Even when I am sad, I am thankful. Angry? Thankful. Guilty and thankful. In denial, but thankful. In all things I am thankful. When Jake died, I would try to pray, but the only thing that I could say was “Thank you, God, for everything. I don’t deserve anything.” That gets me through even my hardest days.

But today is Easter. Easter is the day I celebrate the ultimate “thank you for everything – I don’t deserve anything.” Not only does Christ save me from a lifetime of sin, but He makes it possible for me to see Jake, Luna, Jen and my daddy again. As if heaven couldn’t get any better! Today I celebrate Christ’s triumph over death and I celebrate it extra because His triumph over death has already given me hope for the future.

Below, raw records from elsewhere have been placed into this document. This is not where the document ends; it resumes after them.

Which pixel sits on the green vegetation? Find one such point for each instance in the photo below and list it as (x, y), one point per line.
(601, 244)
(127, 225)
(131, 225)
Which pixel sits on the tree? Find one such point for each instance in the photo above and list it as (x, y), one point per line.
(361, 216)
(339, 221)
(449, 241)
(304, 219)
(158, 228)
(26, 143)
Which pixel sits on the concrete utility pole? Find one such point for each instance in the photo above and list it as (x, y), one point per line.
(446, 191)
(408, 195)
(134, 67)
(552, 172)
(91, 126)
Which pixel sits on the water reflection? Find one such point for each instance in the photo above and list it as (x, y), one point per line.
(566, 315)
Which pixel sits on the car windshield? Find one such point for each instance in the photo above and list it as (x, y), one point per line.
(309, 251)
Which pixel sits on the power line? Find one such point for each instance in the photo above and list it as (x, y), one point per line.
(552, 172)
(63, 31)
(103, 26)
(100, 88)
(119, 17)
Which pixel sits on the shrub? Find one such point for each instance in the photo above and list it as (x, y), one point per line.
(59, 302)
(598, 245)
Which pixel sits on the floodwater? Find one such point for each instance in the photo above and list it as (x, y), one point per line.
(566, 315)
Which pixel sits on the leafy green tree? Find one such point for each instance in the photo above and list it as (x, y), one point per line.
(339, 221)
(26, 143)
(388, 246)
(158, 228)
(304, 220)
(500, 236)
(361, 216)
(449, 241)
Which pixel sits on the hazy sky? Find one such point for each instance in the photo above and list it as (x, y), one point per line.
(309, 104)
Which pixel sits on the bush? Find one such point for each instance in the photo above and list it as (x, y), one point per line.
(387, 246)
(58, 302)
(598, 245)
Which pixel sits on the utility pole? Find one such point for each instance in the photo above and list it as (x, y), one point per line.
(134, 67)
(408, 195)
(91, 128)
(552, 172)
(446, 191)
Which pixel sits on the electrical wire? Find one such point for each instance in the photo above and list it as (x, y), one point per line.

We asked Bo what Easter means for our loved ones who are already dead and he said, “It means they get to rise from the dead. And me too.” Two minutes later, he came back distraught because he wanted us to understand that he knew he had to die first before he could rise from the dead. How I wish everyone had that perspective of death. As a stepping stone to resurrection. So today I remember that. In order to rise, we must first die.